Imagine for a moment that a researcher at a typical European or North American university was being threatened to halt his studies of, say, a new metal alloy for airplanes or a treatment for malaria. Is it likely that the university's leadership would respond by telling the researcher to abandon the work?

Of course not. Yet that's exactly what happened this spring at two German universities, where research into gene-spliced, or genetically modified (GM), plants has been halted following intimidation by antitechnology, anticapitalism activists.

In April, the rector and external advisory board of Nürtingen-Geislingen University in Baden-Württemberg "urgently recommended" that a faculty member terminate his field trials -- which had begun in 1996 -- on insect- and fungus-resistant GM corn. "We have always been very critical of this kind of research," said economist Werner Ziegler, the university's rector. "Lately things got out of control. There were email attacks, vandalism, intimidation and personal threats."

Also in April, the Justus Liebig University in Giessen, Hesse, announced that it was dropping plans for two small field trials of insect-resistant GM corn after protests by activists and local politicians. Both trials had been approved by the national consumer protection and food safety agency and were to be conducted on behalf of the national authority for agriculture variety and seed affairs.

"I am not happy at all with this decision," said Stefan Hormuth, the university president. "Unfortunately, we were no longer able to deal with the massive opposition from politicians and the general public. The university has a reputation in the region that we cannot risk losing."
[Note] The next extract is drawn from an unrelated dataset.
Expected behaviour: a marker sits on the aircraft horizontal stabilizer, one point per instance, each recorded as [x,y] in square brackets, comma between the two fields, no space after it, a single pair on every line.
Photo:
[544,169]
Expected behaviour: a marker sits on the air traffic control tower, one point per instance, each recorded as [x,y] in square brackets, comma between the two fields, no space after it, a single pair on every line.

Let's get this straight: German universities maintain their reputations by curtailing the academic freedom of their faculty and students in response to external demands and threats?

Gene-splicing has already yielded a panoply of useful agricultural products. These include grains and fruits that are disease- and drought-resistant, can grow with fewer chemicals, produce higher yields, and are more nutritious and environmentally friendly. Yet rather than welcoming the farming revolution that this technology could spark during the next decade, many countries have treated GM technology shabbily.

Alongside the recent censorship at the German universities, debilitating and even bizarre overregulation is the rule world-wide. Switzerland, which has banned the cultivation of any GM plants through at least 2010, even prohibits violations of the "dignity" of plants. In April, the Federal Ethics Committee on Nonhuman Biotechnology released a 21-page report that dithered nonsensically about what is ethical and moral to do to plants.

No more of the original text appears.